At the age of 11, she reluctantly took on her final significant role in the 2000 fantasy adventure film, Thomas and the Magic Railroad. “The characters were too young.” At 11, I had a visceral reaction to the script. Ugh, I thought. “How adorable,” she tells The Guardian.
But her departure from Hollywood was not solely her decision.
Wilson, a young adolescent, was going through puberty and outgrowing the “cute.”
She had been “just another peculiar, nerdy, and boisterous girl with unattractive hair and teeth, whose bra strap was perpetually visible.”
Backstage at @OkaytoSayTX supporting #mentalhealth awareness and destigmatization! pic.twitter.com/IqfFkuRiPj
— Mara Wilson (@MaraWilson) March 8, 2018
“At 13, no one had called me cute or mentioned the way I looked in years, at least not in a positive way,” she said.
The demands of celebrity and the challenges of transitioning to maturity in public confronted Wilson. Her shifting image had a significant impact on her.
“I held the Hollywood belief that if you lose your beauty or beauty, you become useless.” I immediately linked it to the demise of my profession. Rejection still stings, despite my exhaustion and Hollywood’s exhaustion towards me.”
Wilson, a writer, wrote her debut novel, Where Am I Now?

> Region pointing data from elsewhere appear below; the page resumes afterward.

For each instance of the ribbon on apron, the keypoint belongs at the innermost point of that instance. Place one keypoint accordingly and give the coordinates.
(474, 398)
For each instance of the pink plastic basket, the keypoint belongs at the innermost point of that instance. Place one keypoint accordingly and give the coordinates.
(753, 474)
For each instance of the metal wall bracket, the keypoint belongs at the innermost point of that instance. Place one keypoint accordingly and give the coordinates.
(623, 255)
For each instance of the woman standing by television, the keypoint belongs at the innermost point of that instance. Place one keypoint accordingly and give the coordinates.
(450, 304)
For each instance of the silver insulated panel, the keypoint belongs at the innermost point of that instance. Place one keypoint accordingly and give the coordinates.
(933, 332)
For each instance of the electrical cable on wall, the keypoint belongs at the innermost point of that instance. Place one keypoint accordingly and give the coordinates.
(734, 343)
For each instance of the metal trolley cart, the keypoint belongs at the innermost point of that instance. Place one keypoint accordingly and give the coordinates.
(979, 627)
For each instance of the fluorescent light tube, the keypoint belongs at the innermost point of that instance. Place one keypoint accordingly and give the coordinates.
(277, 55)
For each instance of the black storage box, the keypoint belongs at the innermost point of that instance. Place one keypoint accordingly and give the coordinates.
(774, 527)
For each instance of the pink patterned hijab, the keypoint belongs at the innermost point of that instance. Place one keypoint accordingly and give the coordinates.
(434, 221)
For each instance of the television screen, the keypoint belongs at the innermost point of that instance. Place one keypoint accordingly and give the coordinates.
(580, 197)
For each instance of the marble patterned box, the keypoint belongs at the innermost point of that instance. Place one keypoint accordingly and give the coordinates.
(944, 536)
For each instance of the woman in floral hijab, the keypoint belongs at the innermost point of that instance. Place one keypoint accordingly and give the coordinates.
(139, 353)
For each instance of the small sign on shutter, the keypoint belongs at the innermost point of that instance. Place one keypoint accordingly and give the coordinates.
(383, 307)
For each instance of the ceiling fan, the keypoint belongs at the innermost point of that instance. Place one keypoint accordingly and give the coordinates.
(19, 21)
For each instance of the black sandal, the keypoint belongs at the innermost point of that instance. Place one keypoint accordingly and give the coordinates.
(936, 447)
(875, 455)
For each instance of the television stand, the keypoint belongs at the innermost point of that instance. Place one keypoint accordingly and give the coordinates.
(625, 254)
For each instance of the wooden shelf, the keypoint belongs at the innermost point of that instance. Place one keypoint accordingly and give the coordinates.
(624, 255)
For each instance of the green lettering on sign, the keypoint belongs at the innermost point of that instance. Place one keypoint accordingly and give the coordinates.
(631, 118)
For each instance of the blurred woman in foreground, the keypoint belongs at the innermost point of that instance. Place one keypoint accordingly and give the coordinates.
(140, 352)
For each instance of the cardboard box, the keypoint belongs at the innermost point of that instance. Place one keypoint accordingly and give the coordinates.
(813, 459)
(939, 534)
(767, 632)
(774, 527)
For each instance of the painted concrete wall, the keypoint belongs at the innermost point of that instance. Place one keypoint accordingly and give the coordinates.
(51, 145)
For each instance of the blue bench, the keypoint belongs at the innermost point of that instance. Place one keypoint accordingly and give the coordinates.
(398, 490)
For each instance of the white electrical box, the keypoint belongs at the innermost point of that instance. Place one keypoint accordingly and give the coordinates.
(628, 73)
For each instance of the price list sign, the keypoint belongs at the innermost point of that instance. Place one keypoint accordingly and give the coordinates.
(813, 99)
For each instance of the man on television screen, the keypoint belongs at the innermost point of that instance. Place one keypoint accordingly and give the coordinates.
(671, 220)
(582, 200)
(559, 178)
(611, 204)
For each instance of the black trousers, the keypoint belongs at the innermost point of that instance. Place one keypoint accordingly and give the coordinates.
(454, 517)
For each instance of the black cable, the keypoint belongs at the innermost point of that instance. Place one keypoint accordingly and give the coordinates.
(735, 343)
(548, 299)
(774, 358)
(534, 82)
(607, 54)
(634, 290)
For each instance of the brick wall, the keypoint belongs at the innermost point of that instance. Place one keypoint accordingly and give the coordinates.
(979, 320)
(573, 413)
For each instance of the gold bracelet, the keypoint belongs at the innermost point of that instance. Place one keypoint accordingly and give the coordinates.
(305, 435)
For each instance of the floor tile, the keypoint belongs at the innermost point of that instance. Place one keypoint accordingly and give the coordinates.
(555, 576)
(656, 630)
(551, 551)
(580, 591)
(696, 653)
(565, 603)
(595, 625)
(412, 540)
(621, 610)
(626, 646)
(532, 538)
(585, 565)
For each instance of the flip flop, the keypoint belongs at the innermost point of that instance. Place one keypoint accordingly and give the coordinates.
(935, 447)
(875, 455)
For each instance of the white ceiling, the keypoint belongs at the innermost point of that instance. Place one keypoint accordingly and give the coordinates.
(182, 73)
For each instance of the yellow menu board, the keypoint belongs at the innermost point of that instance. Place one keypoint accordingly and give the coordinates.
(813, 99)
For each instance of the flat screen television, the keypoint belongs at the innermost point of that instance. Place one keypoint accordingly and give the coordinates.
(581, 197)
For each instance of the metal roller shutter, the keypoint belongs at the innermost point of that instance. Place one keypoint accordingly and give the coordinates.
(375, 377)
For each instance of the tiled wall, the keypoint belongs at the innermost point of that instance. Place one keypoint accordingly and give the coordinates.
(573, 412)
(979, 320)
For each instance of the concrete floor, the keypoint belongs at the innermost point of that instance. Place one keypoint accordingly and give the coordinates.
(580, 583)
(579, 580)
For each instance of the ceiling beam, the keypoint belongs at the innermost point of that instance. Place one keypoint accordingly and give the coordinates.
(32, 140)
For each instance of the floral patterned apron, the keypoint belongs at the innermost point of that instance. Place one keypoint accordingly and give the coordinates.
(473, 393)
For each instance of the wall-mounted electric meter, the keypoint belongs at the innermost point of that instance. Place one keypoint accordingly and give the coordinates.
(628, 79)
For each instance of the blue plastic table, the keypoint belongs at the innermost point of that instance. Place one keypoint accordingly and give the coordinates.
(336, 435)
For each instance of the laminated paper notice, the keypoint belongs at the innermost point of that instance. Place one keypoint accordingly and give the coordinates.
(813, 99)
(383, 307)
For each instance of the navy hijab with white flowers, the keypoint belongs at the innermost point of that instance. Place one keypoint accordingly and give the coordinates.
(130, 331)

The publication of “True Stories of Girlhood and Accidental Fame” took place in 2016.
The publication addresses “everything from what she learned about sex on the set of Melrose Place to discovering in adolescence that she was no longer ‘cute’ enough for Hollywood; these essays chart her journey from accidental fame to relative (but happy) obscurity.”
Having a rad time at #90sCon! pic.twitter.com/WMEEPpIBRr
— Mara Wilson (@MaraWilson) March 11, 2022
She also wrote a biography, “Good Girls Don’t,” detailing her experiences as a child performer striving to meet expectations.
“Being cute just made me miserable,” she says in an essay for the Guardian. I always thought I would stop acting, not the other way around.”